India November/December 2016: Aizawl-Silchar-Agartala-Jorhat-Kolkata
Raj Kumar Mazinder, Professor of Printmaking, Assam University, Silchar, attended the 2015 Jorhat screenings and on hearing of my intention to revisit Assam in 2016 requested further screenings at Silchar. One took place at the University, another at Beekshan Cine Commune Film Club.
Raj Kumar also arranged screenings at Aizawl, Mizoram and Agartala, Tripura, two states with a tribal past. Mizos like Nagas had been famous headhunters until the middle of the 20th century.
The Mazinder family, Raj Kumar, Swapnali and their son Shom, accompanied by painter Uttam Ghosh and his wife Jamuna travelled with me to Aizawl. I soon discovered Mizoram to be different to many places in India. The name is derived from Mi (people), Zo (lofty place, such as a hill) and Ram (land), and thus Mizoram implies “land of the hill people”. *Sajnani, Encyclopaedia of Tourism Resources in India, Volume 1, ISBN 81-78350173, page 241.
Mizos speak their own language, English, and nearly no other Indian language. Almost 90% of people are Christian. Aizawl is situated among high hills surrounded by clouds and the city, unlike everywhere else in India, is strangely quiet. A no honking horn culture has been adopted.
Difference Screen was hosted by Amoii, a self taught artist, at her gallery Art Novelty. We stayed at the government tourist lodge in the Chaltlang district, close to the gallery. Amoii told me there was no formal art education in Mizoram until 2010 and shortly after our arrival took us to an award ceremony for a ‘State Level Painting Competition on Energy Conservation’. Difference Screen was well attended in Aizawl.

Back in Silchar, while presenting Difference Screen at Assam University, I had a chance to meet with students in the Department of Visual Arts. We had a great afternoon followed by a well attended screening.

Later I met members of the Beekshan Cine Commune Film Club to discuss screening the following day. The Beekshan programme took place at the Rajiv Institute and started when the yoga class was over, it was well received with lively Q/A discussion.
Raj Kumar arranged for his PhD student Binoy Paul to accompany me on the trip to Agartala, a nine hour journey leaving at 8am. Agartala, the capital of Tripura lies on the western border with Bangladesh.
Arriving in Agartala we were met by Pramit Paul, lecturer at the Government College of Art and Craft who took us to our accommodation, Geetanjali Guest House.
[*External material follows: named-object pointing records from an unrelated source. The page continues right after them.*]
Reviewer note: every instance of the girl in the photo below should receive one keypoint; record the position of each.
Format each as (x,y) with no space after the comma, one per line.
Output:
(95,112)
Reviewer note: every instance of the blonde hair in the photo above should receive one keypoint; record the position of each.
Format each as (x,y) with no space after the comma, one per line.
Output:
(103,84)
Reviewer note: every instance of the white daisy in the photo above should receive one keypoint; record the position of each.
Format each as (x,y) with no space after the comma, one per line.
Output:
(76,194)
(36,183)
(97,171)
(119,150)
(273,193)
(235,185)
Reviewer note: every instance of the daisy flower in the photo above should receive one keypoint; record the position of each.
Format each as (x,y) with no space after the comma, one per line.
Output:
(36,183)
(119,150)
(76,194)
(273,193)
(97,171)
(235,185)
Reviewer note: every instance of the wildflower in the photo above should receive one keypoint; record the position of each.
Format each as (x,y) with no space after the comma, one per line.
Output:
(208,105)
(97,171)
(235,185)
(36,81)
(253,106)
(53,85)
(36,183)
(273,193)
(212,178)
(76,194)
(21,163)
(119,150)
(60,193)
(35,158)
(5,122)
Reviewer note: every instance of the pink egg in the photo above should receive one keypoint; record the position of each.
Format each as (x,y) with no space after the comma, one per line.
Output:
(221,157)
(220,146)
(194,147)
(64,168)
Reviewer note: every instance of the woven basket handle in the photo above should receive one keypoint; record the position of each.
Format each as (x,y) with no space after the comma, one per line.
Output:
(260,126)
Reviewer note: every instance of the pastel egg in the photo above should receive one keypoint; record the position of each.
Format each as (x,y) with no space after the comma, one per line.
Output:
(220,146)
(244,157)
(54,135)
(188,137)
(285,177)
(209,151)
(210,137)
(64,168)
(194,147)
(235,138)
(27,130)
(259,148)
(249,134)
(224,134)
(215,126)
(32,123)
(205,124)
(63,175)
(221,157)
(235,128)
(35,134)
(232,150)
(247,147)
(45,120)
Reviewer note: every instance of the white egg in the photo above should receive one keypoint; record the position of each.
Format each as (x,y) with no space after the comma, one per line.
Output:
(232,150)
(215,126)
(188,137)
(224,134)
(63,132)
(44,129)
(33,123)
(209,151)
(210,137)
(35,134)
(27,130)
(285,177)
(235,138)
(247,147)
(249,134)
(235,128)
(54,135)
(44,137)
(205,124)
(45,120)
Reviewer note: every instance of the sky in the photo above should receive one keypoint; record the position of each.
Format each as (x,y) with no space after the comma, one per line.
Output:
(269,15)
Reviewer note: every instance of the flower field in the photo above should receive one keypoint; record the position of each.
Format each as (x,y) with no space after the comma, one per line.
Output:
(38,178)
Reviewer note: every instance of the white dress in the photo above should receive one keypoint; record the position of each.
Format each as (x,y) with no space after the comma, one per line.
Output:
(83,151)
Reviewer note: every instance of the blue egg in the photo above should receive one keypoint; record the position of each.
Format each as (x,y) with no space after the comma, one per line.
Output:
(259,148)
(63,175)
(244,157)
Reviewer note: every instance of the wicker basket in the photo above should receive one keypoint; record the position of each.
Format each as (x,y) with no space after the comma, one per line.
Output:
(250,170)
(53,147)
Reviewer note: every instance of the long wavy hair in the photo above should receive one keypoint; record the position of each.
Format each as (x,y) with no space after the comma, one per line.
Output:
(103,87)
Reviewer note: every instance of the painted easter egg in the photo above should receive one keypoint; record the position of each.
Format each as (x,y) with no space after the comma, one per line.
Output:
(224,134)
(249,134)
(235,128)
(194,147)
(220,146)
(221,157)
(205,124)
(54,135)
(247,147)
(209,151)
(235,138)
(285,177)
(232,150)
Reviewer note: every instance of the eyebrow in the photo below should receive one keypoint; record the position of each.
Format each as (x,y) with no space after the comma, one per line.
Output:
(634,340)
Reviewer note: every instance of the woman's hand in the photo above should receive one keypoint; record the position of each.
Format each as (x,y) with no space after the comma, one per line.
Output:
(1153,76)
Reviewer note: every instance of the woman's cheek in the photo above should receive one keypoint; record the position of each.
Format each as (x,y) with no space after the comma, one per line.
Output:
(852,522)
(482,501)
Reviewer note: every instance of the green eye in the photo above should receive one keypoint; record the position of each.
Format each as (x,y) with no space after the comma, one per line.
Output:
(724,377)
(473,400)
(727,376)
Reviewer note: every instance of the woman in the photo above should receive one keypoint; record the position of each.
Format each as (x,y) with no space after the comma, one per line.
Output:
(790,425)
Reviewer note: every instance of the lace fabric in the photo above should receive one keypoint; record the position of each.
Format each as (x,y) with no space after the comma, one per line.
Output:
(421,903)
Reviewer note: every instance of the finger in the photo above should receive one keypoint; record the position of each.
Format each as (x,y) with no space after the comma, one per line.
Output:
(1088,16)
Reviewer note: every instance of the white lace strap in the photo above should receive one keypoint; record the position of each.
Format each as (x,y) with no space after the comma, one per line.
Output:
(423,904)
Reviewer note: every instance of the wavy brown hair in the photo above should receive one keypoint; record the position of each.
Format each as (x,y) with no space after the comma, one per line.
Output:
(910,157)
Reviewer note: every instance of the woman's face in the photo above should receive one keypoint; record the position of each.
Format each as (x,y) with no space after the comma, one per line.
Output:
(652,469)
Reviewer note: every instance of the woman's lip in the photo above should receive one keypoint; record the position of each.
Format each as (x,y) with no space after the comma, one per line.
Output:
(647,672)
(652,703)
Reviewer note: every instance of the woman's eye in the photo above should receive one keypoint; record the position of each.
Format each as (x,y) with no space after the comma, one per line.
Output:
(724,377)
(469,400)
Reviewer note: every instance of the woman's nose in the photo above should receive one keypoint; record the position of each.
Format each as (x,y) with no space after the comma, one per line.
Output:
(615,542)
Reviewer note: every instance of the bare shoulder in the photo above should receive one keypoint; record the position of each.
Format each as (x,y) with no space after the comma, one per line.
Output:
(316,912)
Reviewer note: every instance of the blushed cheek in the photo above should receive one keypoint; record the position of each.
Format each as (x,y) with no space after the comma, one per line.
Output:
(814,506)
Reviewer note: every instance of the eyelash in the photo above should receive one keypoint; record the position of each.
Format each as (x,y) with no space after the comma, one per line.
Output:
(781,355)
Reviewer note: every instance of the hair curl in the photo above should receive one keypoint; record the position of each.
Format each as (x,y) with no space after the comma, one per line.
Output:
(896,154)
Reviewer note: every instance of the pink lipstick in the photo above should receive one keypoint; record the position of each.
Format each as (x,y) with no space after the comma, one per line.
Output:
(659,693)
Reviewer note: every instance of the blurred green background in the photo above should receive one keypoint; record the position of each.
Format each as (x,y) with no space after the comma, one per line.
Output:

Screening took place the next day after an insightful tour of the art school with Pramit and fellow lecturer Ramyendu Das.

The programme was shown in an impressive auditorium with over 100 attending and to my surprise I was presented with a scarf, flowers and a large wooden rhinoceros by the Principal Abhijit Bhattacharya.
Following the screening we met senior lecturers in Abhijit’s office. Later, at his apartment, Ramyendu Das showed me photographs of his work Memorial to Rape, a land art reference to Thangjam Manorama (1970–2004) a Manipuri woman raped and murdered by soldiers of the paramilitary Assam Rifles in 2004. https://en.wikipedia.org/wiki/Thangjam_Manorama
Two more screenings took place. In Assam, Tridib Dutta organized a presentation with the Jorhat Fine Arts Society, showing films previously unseen at Jorhat on 27 November with round 60 people attending.
Following this, Chhatrapati Dutta facilitated adda (an informal evening) in association with Gallery Exposure, Kolkata, on 14 December. Thirty people came along, including eminent art historian Pranab Ranjan, film maker Buddhadeb Dasgupta https://en.wikipedia.org/wiki/Buddhadeb_Dasgupta
and Amit Mukhopadhaya (Amitda) art historian and creative initiator of ‘The Ordinariness of Things’. We were at Uma Sen’s apartment, floor 8 (of 35) Tower II, South City. Uma runs gallery Exposure supporting younger artists’ experimental work.
Screenings in the North East made me aware how unfamiliar artists and others there are of experimental artists’ film and video. This felt true even in Kolkata. Anshuman Dasgupta told me the Fine Art Department at Santiniketan is currently in the process of making a film and video archive. Being able to show some of the films in Difference Screen in North East India enabled many to discover the multiplicity of approaches artists use in making their works. It also brought an understanding that the medium of film and moving image is as vital to the visual arts today as painting and sculpture.